Was developed was Jacob Bernoulli to model the process of selecting items from a population.

To set up an urn model, we first need to decide on: 
    
- The number of marbles in the urn
- The color (or label) on each marble
- The number of marbles to darw from the urn
- The drawing / sampling process (with replacement or without replacement)

We can simulate the draw of two marbles from the urn without replacement.

In [8]:
import numpy as np
urn = ["b","b","b","w","w"]

print("Sample 1: ",np.random.choice(urn, size=2, replace=False))
print("Sample 2: ", np.random.choice(urn, size = 2, replace=False))

Sample 1:  ['w' 'w']
Sample 2:  ['b' 'b']


#### Questions: 

- What is the chance that our sample contais marbles of only one color ?
- Does the chance change if we return each marble after slecting it ?
- What if we changed the number of marbles in the urn ?
- What if we draw more marbles from the urn ?
- What if we repat the process many times ?

This way of simulation can be easily applicable to the real world problems easily. 
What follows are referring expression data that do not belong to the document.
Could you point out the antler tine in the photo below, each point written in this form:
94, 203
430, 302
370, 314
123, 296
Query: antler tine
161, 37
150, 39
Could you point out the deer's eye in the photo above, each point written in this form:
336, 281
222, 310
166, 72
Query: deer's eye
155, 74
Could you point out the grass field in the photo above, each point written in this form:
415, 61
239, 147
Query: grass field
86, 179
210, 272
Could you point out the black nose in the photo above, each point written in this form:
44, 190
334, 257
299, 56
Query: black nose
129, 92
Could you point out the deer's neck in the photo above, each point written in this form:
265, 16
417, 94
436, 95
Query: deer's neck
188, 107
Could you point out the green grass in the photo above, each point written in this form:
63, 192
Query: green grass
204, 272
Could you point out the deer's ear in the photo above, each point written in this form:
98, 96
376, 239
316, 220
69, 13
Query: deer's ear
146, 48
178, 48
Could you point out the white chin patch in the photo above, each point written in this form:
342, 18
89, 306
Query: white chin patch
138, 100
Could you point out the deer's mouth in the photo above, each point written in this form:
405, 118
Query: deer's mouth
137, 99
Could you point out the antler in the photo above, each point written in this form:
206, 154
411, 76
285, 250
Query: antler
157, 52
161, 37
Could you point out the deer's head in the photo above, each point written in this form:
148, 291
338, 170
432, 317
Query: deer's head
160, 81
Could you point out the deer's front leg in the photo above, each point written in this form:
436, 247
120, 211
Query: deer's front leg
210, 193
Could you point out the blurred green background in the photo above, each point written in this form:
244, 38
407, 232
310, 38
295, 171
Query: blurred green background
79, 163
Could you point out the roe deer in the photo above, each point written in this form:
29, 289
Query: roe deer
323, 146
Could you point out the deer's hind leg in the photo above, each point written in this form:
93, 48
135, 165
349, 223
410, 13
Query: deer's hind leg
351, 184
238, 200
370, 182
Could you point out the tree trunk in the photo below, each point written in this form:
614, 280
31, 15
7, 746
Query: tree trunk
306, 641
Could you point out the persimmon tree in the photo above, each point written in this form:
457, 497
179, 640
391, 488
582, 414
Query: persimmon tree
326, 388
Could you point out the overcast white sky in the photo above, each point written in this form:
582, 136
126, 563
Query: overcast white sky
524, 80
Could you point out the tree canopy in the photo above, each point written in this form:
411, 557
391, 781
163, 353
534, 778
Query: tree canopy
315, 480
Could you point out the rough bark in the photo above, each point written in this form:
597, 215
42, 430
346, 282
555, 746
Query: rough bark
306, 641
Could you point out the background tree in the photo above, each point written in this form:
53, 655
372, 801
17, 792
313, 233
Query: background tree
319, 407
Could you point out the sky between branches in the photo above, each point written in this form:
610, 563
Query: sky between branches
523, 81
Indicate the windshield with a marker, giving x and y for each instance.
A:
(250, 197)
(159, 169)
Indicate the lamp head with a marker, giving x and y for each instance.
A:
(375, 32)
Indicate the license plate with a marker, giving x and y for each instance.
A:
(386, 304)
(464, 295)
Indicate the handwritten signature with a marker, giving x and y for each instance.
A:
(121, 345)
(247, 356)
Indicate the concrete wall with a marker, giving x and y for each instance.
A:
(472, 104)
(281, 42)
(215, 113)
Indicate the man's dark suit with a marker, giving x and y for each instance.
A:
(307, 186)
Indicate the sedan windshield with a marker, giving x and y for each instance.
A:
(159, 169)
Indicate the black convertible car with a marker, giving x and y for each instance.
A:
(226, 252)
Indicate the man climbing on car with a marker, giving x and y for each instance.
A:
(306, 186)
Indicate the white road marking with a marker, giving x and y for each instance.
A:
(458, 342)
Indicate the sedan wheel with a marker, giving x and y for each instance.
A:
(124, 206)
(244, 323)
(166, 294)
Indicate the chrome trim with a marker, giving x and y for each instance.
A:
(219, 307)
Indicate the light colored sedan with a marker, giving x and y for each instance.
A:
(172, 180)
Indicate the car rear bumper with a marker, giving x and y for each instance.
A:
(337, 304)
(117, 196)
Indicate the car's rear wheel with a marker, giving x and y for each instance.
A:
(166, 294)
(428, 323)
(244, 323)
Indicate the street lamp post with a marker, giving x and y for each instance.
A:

For example, we can use simulation to easily estimate the fraction of samples where both marbles that we draw match in color.

In [12]:
n = 10000
samples = [np.random.choice(urn, size=2, replace=False) for _ in range(n)]
is_matching = [marble1 == marble2 for marble1, marble2 in samples]

print(f"Proportion of samples with matching marbles : {np.mean(is_matching)}")

Proportion of samples with matching marbles : 0.4004


The urn model, where we draw samples without replacement is what is known as the simple random sampling.

In [15]:
from itertools import combinations, permutations

all_samples = ["".join(sample) for sample in combinations("ABCDEFG",3)]
print(all_samples)

print("Number of samples:", len(all_samples))

['ABC', 'ABD', 'ABE', 'ABF', 'ABG', 'ACD', 'ACE', 'ACF', 'ACG', 'ADE', 'ADF', 'ADG', 'AEF', 'AEG', 'AFG', 'BCD', 'BCE', 'BCF', 'BCG', 'BDE', 'BDF', 'BDG', 'BEF', 'BEG', 'BFG', 'CDE', 'CDF', 'CDG', 'CEF', 'CEG', 'CFG', 'DEF', 'DEG', 'DFG', 'EFG']
Number of samples: 35


In [16]:
print(["".join(sample) for sample in permutations("ABC")])

['ABC', 'ACB', 'BAC', 'BCA', 'CAB', 'CBA']